Adar Dembo has posted comments on this change. ( 
http://gerrit.cloudera.org:8080/12239 )

Change subject: [fs]: delete the (orphaned) metadata file when repairing
......................................................................


Patch Set 4:

(13 comments)

http://gerrit.cloudera.org:8080/#/c/12239/4//COMMIT_MSG
Commit Message:

http://gerrit.cloudera.org:8080/#/c/12239/4//COMMIT_MSG@9
PS4, Line 9: This patch intends to delete the (orphaned) metadata file at
           : startup while the data file has gone missing and the metadata
           : file has no live blocks at the same time. In the previous patch
           : KUDU-2636, it has supported deleting the dead container which
           : includes data file and metadata file. So, there will be a time
           : window while deleting both of these two files in sequential,
           : and it will make a half-container in extreme cases, especially
           : in a crash or sent the tserver a kill -9. Indeed, Adar has
           : captured this type of case under 1000 runs of dense_node-itest.
Thanks for the added detail. Could you reword this a bit to add more clarity?

  With KUDU-2636 fixed, we now support deleting dead containers at runtime.
  Because this involves deleting a pair of files, there's a time window in which
  it's possible for there to be just one file. A well-timed crash or kill -9 can
  make this a permanent state that fails the log block manager at startup. 
Indeed,
  a loop of dense_node-itest failed 2/1000 times in this way.

  This patch fixes the problem by detecting "orphaned" metadata files at startup
  and deleting them. A metadata file is orphaned if it has no corresponding data
  file and if it contains nothing but dead blocks.
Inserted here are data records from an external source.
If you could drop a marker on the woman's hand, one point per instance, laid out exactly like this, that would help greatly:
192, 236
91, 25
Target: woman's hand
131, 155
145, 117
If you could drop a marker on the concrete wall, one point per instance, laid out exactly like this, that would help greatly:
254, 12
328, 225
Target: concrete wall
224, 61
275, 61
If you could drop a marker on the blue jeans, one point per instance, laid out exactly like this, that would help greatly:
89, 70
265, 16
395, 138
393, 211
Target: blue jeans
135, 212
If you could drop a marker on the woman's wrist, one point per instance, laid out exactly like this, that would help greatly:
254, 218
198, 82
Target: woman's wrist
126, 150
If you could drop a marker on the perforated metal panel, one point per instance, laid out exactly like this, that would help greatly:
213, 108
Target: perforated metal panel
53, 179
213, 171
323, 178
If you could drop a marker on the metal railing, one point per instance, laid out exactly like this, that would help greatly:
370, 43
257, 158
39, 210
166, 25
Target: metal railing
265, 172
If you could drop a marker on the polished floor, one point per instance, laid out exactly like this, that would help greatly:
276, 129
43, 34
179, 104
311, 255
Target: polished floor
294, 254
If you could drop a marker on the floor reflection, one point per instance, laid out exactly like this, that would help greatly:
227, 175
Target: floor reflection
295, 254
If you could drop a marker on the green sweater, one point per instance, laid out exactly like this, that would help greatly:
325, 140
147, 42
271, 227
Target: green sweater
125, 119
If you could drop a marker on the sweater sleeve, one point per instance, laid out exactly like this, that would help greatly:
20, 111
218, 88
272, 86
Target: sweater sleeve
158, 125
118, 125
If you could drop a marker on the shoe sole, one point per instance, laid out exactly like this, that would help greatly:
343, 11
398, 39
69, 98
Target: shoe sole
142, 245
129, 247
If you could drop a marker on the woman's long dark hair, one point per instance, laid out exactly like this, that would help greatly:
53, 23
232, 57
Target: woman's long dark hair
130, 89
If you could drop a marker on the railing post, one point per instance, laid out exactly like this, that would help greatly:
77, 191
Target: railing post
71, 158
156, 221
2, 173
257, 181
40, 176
http://gerrit.cloudera.org:8080/#/c/12239/4/src/kudu/fs/log_block_manager-test.cc
File src/kudu/fs/log_block_manager-test.cc:

http://gerrit.cloudera.org:8080/#/c/12239/4/src/kudu/fs/log_block_manager-test.cc@1896
PS4, Line 1896:   const auto CheckRepaired = [&] () {
If you really want to test that the repair happened, you should look at the 
FsReport that's created when the block manager is opened, and test the 
LBMIncompleteContainerCheck within it.


http://gerrit.cloudera.org:8080/#/c/12239/4/src/kudu/fs/log_block_manager-test.cc@1987
PS4, Line 1987:     // Create a metadata file with 1 byte which is <MIN.
              :     unique_ptr<WritableFile> metadata_file_writer;
              :     ASSERT_OK(env_->NewWritableFile(metadata_file_name, 
&metadata_file_writer));
              :     ASSERT_OK(metadata_file_writer->Append(Slice("a")));
              :     metadata_file_writer->Close();
Since this pattern is repeated quite a few times, could you encapsulate it in a 
lambda?


http://gerrit.cloudera.org:8080/#/c/12239/4/src/kudu/fs/log_block_manager-test.cc@2029
PS4, Line 2029:     // Delete the only block.
              :     vector<BlockId> deleted;
              :     shared_ptr<BlockDeletionTransaction> transaction = 
bm_->NewDeletionTransaction();
              :     transaction->AddDeletedBlock(block_id);
              :     ASSERT_OK(transaction->CommitDeletedBlocks(&deleted));
              :     transaction.reset();
              :     // Wait for the actual hole punching to take place.
              :     for (const auto& data_dir : dd_manager_->data_dirs()) {
              :       data_dir->WaitOnClosures();
              :     }
Likewise, encapsulate this in a lambda.


http://gerrit.cloudera.org:8080/#/c/12239/1/src/kudu/fs/log_block_manager.cc
File src/kudu/fs/log_block_manager.cc:

http://gerrit.cloudera.org:8080/#/c/12239/1/src/kudu/fs/log_block_manager.cc@774
PS1, Line 774:    
*-------------*------------*----------------*-------------------------*---------------------*/
> In addition, the metadata file is created before data file in 'LogBlockCont
I don't think the order of which file is created/deleted matters because 
without an fsync() on the parent directory, the filesystem may reorder 
operations under the hood. A great reference on this is 
https://danluu.com/file-consistency (see the "Filesystem semantics" section); 
_some_ filesystems may reorder directory operations, though among ext4/xfs (the 
filesystems we generally support for Kudu) this doesn't appear to be a problem.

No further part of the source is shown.